Sonder saw the combination’s benefit first-hand when she and a horse owner deliberated over whether to perform an invasive procedure on a mare brought to her for treatment. According to Sonder, the animal was alert, its ears were forward, and it showed no obvious sign of pain.
“But when I looked at her nostrils, their shape indicated that she was in pain,” Sonder recalled. “The owner chose to have the procedure done, and we found out that she had a much bigger problem than we initially thought.”
As a result, Sonder believes that the combination of technology and experience will indispensable to veterinarians.
“Not only can this technology address pain, but it can also help us treat the animal faster,” Sonder said.
Clara Mason, DVM, of the American Association of Equine Practitioners Equine Welfare Committee, agreed, adding that eventually, she would like to see a computer program that equine veterinarians can use in their own clinics.
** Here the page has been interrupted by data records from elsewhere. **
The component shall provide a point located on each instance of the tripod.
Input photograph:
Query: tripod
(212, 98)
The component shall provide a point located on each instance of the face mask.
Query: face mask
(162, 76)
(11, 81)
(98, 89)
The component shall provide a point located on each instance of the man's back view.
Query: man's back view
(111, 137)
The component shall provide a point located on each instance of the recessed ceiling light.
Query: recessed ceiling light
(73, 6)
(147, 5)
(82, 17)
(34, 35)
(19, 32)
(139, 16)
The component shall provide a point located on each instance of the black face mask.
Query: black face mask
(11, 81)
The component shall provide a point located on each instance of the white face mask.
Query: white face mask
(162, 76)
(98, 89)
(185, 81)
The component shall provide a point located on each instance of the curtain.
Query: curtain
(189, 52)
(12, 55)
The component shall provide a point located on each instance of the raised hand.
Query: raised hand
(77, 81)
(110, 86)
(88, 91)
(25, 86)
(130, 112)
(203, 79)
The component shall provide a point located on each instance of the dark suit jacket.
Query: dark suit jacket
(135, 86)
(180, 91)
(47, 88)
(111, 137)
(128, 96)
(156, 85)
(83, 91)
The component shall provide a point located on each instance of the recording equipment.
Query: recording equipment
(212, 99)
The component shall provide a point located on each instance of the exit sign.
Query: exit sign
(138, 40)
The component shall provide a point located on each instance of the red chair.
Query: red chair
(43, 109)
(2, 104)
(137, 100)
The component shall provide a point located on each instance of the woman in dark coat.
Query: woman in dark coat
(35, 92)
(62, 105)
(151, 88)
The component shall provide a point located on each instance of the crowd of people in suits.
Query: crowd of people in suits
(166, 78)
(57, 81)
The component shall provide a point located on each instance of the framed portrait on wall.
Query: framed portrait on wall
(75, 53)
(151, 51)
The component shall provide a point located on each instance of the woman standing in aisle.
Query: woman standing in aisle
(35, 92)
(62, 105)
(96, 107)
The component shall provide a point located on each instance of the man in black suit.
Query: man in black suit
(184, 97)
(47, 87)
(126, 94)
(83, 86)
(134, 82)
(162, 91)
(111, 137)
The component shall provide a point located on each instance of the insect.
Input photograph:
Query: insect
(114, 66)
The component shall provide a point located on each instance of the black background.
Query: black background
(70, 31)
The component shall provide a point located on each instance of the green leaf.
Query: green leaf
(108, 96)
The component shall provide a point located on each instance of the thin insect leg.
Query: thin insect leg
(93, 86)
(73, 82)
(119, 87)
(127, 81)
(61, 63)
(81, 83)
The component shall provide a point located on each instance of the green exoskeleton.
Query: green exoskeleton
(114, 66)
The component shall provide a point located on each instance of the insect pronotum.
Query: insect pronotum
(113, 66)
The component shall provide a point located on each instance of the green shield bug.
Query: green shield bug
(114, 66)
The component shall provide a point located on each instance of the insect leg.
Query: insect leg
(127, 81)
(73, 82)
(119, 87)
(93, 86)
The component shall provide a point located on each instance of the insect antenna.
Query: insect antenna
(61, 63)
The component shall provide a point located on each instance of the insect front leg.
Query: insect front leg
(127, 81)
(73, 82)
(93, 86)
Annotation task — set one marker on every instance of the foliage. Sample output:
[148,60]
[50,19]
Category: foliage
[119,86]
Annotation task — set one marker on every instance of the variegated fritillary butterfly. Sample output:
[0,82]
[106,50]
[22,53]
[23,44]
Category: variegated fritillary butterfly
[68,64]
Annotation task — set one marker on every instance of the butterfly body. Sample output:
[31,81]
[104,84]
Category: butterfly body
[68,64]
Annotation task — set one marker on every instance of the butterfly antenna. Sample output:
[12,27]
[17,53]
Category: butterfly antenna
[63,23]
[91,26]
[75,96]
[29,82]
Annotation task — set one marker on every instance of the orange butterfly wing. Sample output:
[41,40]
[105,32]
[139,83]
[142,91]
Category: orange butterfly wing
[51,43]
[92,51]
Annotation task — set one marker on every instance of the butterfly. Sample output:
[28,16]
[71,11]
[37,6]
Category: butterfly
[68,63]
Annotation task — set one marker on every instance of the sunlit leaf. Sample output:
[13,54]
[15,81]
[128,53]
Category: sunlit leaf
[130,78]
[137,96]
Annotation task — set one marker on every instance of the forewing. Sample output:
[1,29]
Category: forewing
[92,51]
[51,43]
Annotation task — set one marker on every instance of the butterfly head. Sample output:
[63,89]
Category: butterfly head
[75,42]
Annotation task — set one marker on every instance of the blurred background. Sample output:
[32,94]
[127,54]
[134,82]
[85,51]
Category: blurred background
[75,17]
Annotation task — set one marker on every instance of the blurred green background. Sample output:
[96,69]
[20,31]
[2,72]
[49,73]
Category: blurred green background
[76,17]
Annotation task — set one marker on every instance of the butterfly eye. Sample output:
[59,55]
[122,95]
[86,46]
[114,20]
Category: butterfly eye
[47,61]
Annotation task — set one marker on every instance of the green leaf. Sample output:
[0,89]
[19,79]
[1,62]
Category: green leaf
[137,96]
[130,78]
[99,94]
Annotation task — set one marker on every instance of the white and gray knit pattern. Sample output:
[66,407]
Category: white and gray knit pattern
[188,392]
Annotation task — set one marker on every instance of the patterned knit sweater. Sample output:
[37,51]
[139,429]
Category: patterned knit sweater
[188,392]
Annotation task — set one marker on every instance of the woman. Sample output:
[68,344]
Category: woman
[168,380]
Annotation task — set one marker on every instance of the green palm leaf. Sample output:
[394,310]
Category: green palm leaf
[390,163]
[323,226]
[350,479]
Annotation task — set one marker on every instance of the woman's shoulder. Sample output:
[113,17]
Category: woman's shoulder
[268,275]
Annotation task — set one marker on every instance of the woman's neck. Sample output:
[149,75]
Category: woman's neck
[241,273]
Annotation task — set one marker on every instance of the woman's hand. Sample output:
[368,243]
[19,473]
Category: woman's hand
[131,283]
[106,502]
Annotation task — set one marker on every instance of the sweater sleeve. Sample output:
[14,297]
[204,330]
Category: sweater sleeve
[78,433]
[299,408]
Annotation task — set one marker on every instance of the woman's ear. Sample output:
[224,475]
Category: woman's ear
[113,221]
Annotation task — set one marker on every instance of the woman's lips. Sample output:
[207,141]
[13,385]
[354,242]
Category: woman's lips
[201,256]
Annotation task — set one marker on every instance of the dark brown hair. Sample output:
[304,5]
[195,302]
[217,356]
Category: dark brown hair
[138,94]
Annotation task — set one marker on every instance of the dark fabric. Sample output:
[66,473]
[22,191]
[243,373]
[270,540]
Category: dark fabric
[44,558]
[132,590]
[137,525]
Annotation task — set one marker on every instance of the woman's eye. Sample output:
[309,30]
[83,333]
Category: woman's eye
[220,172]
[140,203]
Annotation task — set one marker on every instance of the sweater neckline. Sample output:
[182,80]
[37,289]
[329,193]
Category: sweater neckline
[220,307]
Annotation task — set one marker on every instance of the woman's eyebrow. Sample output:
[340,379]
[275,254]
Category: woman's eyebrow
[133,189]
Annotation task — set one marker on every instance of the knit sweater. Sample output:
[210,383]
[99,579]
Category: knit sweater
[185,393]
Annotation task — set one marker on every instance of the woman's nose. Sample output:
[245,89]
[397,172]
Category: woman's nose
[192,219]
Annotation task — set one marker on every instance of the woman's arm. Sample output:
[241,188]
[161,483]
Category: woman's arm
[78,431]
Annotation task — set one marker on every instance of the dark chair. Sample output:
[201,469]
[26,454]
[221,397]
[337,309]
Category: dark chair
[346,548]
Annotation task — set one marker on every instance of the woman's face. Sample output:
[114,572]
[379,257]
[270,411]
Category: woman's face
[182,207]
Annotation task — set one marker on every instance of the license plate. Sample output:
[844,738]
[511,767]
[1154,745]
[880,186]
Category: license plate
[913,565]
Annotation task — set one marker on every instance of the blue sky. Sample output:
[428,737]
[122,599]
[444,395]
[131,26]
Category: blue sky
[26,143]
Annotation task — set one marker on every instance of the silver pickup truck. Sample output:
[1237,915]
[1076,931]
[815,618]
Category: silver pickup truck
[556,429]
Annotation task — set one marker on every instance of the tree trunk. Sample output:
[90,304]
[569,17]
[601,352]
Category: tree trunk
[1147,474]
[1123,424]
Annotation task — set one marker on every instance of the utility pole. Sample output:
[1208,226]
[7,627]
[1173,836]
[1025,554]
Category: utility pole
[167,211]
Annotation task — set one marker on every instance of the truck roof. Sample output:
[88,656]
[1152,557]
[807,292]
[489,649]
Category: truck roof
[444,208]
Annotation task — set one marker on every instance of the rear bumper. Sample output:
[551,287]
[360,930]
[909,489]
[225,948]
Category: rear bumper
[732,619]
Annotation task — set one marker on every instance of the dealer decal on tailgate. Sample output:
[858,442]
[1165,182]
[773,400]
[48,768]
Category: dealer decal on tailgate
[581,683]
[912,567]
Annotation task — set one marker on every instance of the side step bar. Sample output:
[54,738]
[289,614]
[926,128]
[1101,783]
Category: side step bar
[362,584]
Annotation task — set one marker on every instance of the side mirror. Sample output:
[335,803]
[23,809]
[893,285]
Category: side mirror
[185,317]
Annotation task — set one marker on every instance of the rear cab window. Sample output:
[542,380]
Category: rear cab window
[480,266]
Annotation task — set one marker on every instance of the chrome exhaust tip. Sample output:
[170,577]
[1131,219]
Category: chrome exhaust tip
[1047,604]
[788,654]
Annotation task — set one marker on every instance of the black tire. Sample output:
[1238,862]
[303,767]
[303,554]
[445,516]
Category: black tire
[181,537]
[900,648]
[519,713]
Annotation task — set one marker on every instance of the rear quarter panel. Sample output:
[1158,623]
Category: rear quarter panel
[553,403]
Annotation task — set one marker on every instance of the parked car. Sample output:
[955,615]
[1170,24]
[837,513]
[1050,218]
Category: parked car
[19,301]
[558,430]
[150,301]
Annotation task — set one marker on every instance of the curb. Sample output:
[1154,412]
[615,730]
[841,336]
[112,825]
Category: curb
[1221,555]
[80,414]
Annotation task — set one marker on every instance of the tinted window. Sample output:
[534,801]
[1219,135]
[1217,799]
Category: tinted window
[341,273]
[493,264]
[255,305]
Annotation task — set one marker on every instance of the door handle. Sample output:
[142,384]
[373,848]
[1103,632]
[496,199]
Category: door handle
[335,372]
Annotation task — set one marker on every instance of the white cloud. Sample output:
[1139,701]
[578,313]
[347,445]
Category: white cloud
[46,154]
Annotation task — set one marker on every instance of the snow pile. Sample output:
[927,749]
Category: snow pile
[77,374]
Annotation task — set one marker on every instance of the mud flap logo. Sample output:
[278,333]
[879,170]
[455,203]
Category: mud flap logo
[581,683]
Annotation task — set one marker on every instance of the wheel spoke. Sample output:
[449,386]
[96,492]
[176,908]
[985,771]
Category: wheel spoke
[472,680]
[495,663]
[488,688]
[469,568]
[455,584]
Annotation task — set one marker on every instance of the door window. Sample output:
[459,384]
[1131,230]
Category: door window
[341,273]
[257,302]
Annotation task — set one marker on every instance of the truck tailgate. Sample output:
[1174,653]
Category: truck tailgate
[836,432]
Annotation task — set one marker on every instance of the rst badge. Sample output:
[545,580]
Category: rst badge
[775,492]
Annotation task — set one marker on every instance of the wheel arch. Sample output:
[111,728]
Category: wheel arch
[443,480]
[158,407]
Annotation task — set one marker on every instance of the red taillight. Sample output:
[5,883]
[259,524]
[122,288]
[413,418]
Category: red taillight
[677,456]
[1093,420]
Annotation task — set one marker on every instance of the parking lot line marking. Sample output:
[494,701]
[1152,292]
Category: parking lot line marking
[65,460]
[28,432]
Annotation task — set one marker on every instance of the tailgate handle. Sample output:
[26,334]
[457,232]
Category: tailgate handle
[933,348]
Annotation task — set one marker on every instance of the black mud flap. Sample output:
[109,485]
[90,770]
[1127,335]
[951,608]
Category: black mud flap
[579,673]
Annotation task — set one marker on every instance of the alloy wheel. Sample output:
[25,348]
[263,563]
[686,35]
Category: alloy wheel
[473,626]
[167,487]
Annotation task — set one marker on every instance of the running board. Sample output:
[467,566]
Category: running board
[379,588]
“I can see it being a very useful tool for us,” Dr. Mason said.
Small animal specialist Bronya M. Redden, DVM, also believes that such a program could increase the efficiency of her practice. According to Dr. Redden, the availability of a pain-detecting computer program would enhance her initial examinations and inform her decisions about which pain medication she prescribes and how frequently it should be administered.
At the same time, such a program would also allow technicians to better manage care throughout the patient’s stay.
“You have a lot of people handling the animals, and sometimes, an animal’s pain medication will wear off sooner than expected, ” Redden said. “If the technicians had something to follow, it would be wonderful. Also, we’d like to see programs that would help us identify fear or nervousness or stress, too.”
In fact, Rashid envisions that similar systems will be developed for veterinarians who treat small animals, as well as for use with primates, cattle and other livestock.
“I can imagine it being used to scan the faces of cats and dogs as long as they develop a way to distinguish those expressions in graphics,” she said.
For now, Sonder believes that the pain study is at the cutting edge of merging technology with the science of veterinary medicine.
Ultimately, it will help us all be better veterinarians, she said.
For Rashid, the project provides a rare opportunity to see the effect of her work.
“As a computer scientist, you usually are far removed from the application,” Rashid said. “It’s really nice to know how this might help animals.”